Keywords

1 Introduction

Modern factories operation and optimization rely on fine-grained monitoring of machines and products. Besides classical purposes such as energy optimization and smart production planning, there is a high demand for systems able to detect and isolate the location of faults occurring in production chains. Thus there has been a tremendous effort to design computational intelligences able to represent the underlying dynamics of such complex systems, with the goal of detecting, identifying and possibly explaining the occurrence of faults while the system is in operation. Fault detection and identification is often addressed through an explicit modeling of the system processes using supervised approaches. The first problem with this approach is that it implies learning as many models as there are processing steps, which can be a huge number in modern factories. The second problem comes from the faulty and missing sensor measurements, which, combined with the complex and dynamical nature of some processes make such modeling highly inaccurate and unreliable for fault detection [5]. In our approach, we learn a global fault detection model (FDM) taking all sensor measurements into account for more reliable detection, and we perform a posteriori analysis of this model to perform fault identification and diagnosis. Or course, such an approach is only viable if the global model’s decisions are interpretable by any means, and those decisions can be related to the individual physical equipments, e.g. the work stations, for fault isolation/identification. We use XGBoost [1], a gradient boosting tree ensemble classification method, as a FDM since it has proved robustness and even superior performance for such unbalanced two-class classification problems as fault detection. The drawback of such a model is that it does not provide with any direct interpretability of its decision, which is a desirable feature for identification and diagnosis [2, 3]. Some approaches cope with this issue by simplifying the learned FDM to make it interpretable [4, 6], but degrading the detection performances. In a similar spirit, some models are constrained to be simple enough for interpretability, impacting the detection performance as well [7]. Unlike those, we keep the original FDM and seeks interpretation from directly it using tree path analysis, thus keeping the original FDM performance.

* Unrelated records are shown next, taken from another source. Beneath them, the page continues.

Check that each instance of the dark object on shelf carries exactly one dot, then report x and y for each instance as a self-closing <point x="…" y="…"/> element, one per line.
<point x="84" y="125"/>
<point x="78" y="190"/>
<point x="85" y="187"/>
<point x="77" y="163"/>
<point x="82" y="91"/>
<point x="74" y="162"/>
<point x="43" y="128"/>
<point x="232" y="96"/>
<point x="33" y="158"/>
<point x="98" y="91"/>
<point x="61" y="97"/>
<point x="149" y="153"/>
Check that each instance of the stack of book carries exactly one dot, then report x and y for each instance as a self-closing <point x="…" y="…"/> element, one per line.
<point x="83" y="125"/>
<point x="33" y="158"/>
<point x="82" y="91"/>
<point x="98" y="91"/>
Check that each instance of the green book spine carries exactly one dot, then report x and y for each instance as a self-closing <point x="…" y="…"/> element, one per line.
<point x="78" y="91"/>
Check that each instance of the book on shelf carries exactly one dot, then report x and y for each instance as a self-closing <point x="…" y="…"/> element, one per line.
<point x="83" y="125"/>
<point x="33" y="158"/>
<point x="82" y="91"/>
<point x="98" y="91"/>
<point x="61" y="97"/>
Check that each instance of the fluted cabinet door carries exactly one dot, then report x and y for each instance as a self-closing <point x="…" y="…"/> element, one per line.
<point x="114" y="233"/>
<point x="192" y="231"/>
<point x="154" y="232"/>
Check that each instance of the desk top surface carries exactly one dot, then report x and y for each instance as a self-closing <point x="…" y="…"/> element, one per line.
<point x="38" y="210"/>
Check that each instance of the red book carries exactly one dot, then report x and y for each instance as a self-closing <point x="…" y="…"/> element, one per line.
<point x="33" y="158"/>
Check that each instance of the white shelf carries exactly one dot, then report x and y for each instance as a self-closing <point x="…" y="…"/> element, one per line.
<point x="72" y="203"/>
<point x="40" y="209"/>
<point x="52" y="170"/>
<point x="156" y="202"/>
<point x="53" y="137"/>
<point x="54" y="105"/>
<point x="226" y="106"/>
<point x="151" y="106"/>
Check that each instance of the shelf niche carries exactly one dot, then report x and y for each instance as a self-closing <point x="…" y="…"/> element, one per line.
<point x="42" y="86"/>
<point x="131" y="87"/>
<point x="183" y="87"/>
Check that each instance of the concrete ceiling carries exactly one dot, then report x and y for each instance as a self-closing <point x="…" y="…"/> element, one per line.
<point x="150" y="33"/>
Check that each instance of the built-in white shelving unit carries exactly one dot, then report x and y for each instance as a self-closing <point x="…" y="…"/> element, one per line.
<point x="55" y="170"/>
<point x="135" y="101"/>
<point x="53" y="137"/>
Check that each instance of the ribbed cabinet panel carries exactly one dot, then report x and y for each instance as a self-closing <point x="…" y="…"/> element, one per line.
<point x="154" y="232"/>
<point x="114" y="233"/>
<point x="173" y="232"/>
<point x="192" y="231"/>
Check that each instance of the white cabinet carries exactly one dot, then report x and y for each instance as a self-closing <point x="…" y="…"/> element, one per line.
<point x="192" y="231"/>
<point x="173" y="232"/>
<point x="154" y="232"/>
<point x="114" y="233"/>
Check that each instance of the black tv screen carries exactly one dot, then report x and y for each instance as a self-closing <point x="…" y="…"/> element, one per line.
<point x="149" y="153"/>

2 Fault Detection, Identification and Diagnosis

We train the XGBoost FDM on a large set of engineered features that are related to a physical equipment or a physical entity in the factory such as a station or a production line. Features can be sensor measurements made at stations level, timestamps of products passage in a station, more evolved features such as non-linear projections of sensor measurements, features characterizing the time distribution of faults at a station... XGBoost is particularly suited to the scenario where we are using heterogeneous data, with various dynamics, and possibly many missing/abnormal data. Besides, it is not sensitive to redundant features, making it a very robust approach for fault detection in production industry, where we typically deal with numerical, categorical and timestamps data representing a mix of sensor measurements and feedback from human station operator, and as such very liable to be faulty/redundant or missing.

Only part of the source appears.